Error Handling
Kreuzberg provides specific exception types to help you handle different error scenarios during text extraction.
Exception Hierarchy
All Kreuzberg exceptions inherit from the base KreuzbergError
class:
| KreuzbergError
├── MissingDependencyError
├── OCRError
├── ParsingError
└── ValidationError
|
Handling Specific Exceptions
Comprehensive Error Handling
| from kreuzberg import extract_file
from kreuzberg import KreuzbergError, MissingDependencyError, OCRError, ParsingError, ValidationError
async def safe_extract(path):
try:
result = await extract_file(path)
return result.content
except MissingDependencyError as e:
# Handle missing system dependencies (Tesseract, Pandoc)
print(f"Missing dependency: {e}")
print("Please install the required dependencies.")
# You might want to provide installation instructions here
except OCRError as e:
# Handle OCR processing failures
print(f"OCR processing failed: {e}")
# You might want to retry with different OCR settings
except ParsingError as e:
# Handle document parsing failures
print(f"Document parsing failed: {e}")
# You might want to try a different approach or format
except ValidationError as e:
# Handle validation errors in configuration
print(f"Validation error: {e}")
# Fix the configuration issue
except KreuzbergError as e:
# Catch-all for any other Kreuzberg-specific errors
print(f"Extraction error: {e}")
except Exception as e:
# Handle unexpected errors
print(f"Unexpected error: {e}")
return None
|
Simplified Error Handling
For simpler applications, you can catch just the base KreuzbergError
:
| from kreuzberg import extract_file, KreuzbergError
async def simple_safe_extract(path):
try:
result = await extract_file(path)
return result.content
except KreuzbergError as e:
print(f"Extraction failed: {e}")
return None
|
Common Error Scenarios
Missing Dependencies
| try:
result = await extract_file("document.pdf")

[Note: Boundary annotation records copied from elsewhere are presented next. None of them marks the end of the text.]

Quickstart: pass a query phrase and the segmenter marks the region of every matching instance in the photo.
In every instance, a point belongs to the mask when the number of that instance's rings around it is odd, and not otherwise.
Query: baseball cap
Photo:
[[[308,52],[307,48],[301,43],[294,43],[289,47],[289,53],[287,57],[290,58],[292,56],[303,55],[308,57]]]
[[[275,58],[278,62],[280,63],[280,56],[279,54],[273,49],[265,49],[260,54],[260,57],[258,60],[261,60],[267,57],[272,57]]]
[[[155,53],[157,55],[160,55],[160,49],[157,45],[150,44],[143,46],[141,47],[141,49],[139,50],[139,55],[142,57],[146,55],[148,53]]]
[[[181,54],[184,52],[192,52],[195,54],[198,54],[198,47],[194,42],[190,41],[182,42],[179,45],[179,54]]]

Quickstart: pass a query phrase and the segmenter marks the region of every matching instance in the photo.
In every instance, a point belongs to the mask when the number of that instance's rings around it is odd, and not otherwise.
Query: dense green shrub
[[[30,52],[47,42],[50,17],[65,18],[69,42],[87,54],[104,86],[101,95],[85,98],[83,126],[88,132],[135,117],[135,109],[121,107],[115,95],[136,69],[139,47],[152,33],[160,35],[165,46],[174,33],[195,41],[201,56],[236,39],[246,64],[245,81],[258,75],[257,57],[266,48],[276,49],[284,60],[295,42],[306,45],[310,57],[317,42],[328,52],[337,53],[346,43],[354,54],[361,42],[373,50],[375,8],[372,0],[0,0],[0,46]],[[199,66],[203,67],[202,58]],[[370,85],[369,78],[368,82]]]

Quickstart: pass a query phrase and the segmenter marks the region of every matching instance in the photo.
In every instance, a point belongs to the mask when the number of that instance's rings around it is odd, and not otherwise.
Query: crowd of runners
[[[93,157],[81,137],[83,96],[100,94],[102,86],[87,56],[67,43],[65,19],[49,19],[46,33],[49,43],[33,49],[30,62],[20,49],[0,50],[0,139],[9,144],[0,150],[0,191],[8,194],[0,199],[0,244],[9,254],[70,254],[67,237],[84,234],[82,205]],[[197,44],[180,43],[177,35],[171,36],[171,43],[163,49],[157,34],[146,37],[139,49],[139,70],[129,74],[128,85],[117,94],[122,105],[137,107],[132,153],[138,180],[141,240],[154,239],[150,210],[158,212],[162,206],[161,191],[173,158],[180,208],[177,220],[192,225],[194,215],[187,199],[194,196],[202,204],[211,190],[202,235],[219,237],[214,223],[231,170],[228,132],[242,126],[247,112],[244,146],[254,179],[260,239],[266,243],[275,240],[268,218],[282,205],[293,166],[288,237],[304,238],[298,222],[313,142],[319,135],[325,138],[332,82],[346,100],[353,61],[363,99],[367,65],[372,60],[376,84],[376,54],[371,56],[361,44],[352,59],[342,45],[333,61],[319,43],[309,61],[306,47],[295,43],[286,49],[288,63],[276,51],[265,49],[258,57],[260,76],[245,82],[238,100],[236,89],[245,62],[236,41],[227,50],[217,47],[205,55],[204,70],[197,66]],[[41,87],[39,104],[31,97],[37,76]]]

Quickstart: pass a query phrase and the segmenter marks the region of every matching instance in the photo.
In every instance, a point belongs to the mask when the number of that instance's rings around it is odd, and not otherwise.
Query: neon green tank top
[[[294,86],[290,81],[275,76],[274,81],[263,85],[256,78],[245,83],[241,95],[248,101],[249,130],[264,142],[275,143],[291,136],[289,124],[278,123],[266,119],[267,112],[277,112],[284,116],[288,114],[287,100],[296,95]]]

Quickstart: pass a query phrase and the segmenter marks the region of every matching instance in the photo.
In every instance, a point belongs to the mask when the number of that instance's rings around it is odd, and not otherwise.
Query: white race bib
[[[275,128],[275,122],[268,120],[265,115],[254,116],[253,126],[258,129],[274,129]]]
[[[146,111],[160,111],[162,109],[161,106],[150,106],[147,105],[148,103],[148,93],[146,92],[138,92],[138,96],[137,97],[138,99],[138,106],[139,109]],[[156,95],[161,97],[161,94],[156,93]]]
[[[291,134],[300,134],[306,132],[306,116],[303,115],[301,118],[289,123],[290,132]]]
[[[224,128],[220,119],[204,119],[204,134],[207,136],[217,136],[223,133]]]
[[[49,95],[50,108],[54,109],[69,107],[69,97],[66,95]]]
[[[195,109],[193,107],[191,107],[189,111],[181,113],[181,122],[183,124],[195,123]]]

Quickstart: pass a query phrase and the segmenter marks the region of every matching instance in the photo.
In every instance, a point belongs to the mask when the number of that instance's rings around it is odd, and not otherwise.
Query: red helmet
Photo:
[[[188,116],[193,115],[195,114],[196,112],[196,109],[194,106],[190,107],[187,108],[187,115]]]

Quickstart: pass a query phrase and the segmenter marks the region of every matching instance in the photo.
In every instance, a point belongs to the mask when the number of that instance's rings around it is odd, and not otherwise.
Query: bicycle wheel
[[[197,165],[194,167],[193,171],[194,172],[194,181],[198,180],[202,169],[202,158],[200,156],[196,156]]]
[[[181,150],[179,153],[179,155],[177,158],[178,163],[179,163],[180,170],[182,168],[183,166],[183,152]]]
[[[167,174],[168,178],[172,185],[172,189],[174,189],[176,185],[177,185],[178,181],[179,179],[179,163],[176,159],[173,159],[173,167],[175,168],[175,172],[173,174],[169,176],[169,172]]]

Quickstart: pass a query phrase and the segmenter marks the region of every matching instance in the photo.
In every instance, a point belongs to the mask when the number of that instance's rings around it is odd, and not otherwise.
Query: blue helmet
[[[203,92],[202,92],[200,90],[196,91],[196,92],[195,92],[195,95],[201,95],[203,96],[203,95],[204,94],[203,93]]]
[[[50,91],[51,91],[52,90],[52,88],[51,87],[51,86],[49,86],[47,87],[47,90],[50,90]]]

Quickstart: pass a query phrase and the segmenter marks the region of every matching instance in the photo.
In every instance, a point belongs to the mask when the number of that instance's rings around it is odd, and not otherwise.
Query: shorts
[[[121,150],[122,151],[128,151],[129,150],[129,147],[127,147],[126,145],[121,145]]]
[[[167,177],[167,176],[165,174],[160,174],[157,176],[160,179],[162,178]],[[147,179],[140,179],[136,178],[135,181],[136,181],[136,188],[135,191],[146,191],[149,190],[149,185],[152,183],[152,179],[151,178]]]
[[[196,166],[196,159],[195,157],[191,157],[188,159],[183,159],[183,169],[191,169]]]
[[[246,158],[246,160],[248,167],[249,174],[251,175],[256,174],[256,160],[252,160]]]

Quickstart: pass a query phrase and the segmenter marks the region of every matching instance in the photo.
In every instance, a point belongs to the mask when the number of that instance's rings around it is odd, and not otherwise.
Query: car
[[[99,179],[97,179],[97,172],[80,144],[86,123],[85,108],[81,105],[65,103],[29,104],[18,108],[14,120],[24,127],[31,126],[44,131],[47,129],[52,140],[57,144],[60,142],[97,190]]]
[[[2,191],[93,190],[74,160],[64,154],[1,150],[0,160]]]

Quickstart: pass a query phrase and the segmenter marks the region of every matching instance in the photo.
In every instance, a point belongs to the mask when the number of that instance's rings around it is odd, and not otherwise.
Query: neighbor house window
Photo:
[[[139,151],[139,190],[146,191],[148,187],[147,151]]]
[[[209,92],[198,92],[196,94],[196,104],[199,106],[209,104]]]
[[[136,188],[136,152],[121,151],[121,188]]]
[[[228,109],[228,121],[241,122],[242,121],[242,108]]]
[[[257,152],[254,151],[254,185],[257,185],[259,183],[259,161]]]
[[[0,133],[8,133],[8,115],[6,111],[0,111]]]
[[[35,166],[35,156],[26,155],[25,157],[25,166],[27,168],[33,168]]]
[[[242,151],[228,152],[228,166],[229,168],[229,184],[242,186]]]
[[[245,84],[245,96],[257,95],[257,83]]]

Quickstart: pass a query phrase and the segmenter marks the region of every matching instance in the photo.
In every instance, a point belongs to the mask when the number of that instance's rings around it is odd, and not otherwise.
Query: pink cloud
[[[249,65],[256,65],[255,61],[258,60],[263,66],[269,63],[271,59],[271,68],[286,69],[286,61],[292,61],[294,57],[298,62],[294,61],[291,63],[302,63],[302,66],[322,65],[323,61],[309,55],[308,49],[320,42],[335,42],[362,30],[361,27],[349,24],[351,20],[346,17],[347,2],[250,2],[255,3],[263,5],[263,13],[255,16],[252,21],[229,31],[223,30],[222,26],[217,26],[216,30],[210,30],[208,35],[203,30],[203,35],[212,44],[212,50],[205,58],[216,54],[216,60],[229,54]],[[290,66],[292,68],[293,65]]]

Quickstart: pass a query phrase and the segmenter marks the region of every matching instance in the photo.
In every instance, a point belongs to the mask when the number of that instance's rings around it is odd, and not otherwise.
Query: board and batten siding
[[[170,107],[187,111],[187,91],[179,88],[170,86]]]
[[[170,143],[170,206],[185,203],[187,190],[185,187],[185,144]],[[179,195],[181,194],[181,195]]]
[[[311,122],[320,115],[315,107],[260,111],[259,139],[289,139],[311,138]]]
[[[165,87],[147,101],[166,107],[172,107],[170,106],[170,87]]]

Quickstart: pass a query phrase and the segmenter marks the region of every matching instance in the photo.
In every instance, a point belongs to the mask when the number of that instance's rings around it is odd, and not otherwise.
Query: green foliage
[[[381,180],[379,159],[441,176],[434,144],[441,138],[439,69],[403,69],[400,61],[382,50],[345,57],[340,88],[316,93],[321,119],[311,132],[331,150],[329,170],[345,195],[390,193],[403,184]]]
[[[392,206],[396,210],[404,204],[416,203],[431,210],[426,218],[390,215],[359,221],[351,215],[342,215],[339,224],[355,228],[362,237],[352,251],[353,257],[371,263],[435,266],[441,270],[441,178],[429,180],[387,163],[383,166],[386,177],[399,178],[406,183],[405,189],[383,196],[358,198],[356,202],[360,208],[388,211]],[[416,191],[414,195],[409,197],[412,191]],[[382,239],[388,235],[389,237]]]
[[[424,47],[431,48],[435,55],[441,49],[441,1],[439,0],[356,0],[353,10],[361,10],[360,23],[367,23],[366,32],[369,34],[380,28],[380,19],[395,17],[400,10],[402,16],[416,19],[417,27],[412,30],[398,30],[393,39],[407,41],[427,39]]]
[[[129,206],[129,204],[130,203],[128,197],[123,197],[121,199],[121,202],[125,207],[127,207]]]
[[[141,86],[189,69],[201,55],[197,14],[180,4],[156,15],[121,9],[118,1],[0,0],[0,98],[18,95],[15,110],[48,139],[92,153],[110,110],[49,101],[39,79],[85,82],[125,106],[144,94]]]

except MissingDependencyError as e:
if "tesseract" in str(e).lower():
print("Tesseract OCR is not installed. Please install it:")
print(" - Ubuntu: sudo apt-get install tesseract-ocr")
print(" - macOS: brew install tesseract")
print(" - Windows: choco install tesseract")
elif "pandoc" in str(e).lower():
print("Pandoc is not installed. Please install it:")
print(" - Ubuntu: sudo apt-get install pandoc")
print(" - macOS: brew install pandoc")
print(" - Windows: choco install pandoc")
|
OCR Errors
| from kreuzberg import extract_file, OCRError, TesseractConfig, PSMMode
async def extract_with_fallback(path):
# Try with default settings
try:
result = await extract_file(path)
return result.content
except OCRError:
# Try with different OCR settings
try:
result = await extract_file(
path, force_ocr=True, ocr_config=TesseractConfig(psm=PSMMode.SINGLE_BLOCK, language="eng")
)
return result.content
except OCRError as e:
print(f"OCR failed with all attempts: {e}")
return None
|
Validation Errors
| from kreuzberg import extract_file, ValidationError, TesseractConfig
async def extract_with_validation_handling():
try:
# This will raise a ValidationError - incompatible config
result = await extract_file(
"document.pdf", ocr_backend="easyocr", ocr_config=TesseractConfig(language="eng") # Wrong config type for easyocr
)
except ValidationError as e:
print(f"Configuration error: {e}")
# Fix the configuration
from kreuzberg import EasyOCRConfig
result = await extract_file(
"document.pdf", ocr_backend="easyocr", ocr_config=EasyOCRConfig(language="en") # Correct config type
)
return result.content
|
Best Practices
- Always use try/except: Wrap extraction calls in try/except blocks to handle potential errors gracefully
- Provide helpful error messages: Give users clear information about what went wrong and how to fix it
- Implement fallbacks: When possible, try alternative approaches when the primary method fails
- Log detailed error information: Include error details in logs for debugging
- Check dependencies upfront: Verify that required dependencies are installed before attempting extraction
| import subprocess
from kreuzberg import extract_file
def check_dependencies():
"""Check if required dependencies are installed."""
missing = []
# Check for Tesseract
try:
subprocess.run(["tesseract", "--version"], capture_output=True, check=True)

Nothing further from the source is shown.